Santa Clara'dan sonra Trinidad'a ulaştık ve Brisas Trinidad Oteline yerleştik. Trinidad Cuba'nın Karayip Denizi sahillerinde bulunuyor. Bana Sevilla ve Granada gibi İspanyol şehirlerini anımsattı . Koloniyal dönem mimarisinin  en iyi korunmuş örnekleri var Trinidad'da ve UNESCO Dünya Kültür  Mirası listesinde bulunuyor. Taş sokaklarında yürürken eski zamanlara yolculuk yapmış gibi oluyor insan. Canchanchara adında Trinidad'a has limon suyu, bal ve Rom karışımı bir içecekleri var. İçecekleri önce alkolsüz yapıp isteğe göre içine rom ekliyorlar. 

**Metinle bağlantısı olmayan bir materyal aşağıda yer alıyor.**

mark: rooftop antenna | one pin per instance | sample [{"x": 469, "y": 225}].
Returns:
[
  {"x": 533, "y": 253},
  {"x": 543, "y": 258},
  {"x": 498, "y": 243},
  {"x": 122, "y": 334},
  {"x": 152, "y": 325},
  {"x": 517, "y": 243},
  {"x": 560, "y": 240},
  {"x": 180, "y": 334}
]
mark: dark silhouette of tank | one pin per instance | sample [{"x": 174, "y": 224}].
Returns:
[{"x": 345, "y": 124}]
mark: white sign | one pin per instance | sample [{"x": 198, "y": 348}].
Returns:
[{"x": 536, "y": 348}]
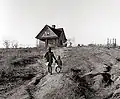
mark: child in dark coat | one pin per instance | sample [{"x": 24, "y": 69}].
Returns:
[{"x": 59, "y": 63}]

Trinidad'daki otelimiz çok ilginçti. Öncelikle her yerde minik kırmızı yençeçler vardı. Bir de deniz kıyısında ilaç yüzü görmemiş minik sinekler. Bu sinekler ısırdı mı 10 gün devam ediyor insan kaşınmaya. Ben döneli 1 hafta oldu hala kaşınıyorum. 



Trinidad'a karanlık çökerken

Paladar Cubita

İstakoz yemekten bıkılır mı acaba?

Trinidad Gecesi

Brisas Otel


Karayiplerde gün doğumu


Otelin cani sinek dolu güzel plajı. Hala kaşınıyorum. 

Trinidad

Müzik heryerde.


Bu yıl Trinidad'ın kuruluşunun 500. yılıymış


Sokaklar

Amcayla gölgede yorgunluk gideriyoruz. 

Klasik bir Cuba manzarası

Trinidad'dan sonra Cienfuegos Bölgesine geçtik. Santa Clara'ya benzeyen bir meydanı ve meydana açılan dar sokakları olan bir yerleşim yeri. Bu sokaklar hediyelik eşya satan tezgahlarla dolu. Güzel bir yer.    

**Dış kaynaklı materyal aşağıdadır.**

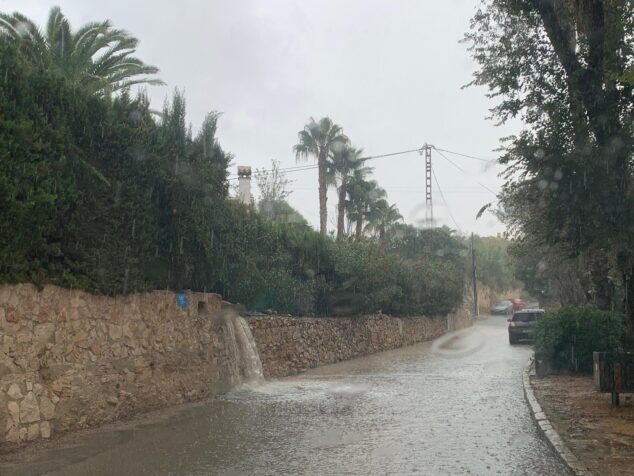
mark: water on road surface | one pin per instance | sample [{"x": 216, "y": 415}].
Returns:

Cienfuegos - De Valles Palace

Cienfuegos - De Valles Palace


Cienfuegos

Trinidad'dan sonra dört gün kalacağımız Havana'ya ulaştık. Bunun için harika manzaralar eşliğinde 3,5 saat otobüs yolculuğu yapmamız gerekti. Havana yazısı daha sonra gelecek.  



Sanki Lost'un çekildiği ada

Ben daha önce hiç bu kadar güzel bulut görmemiştim.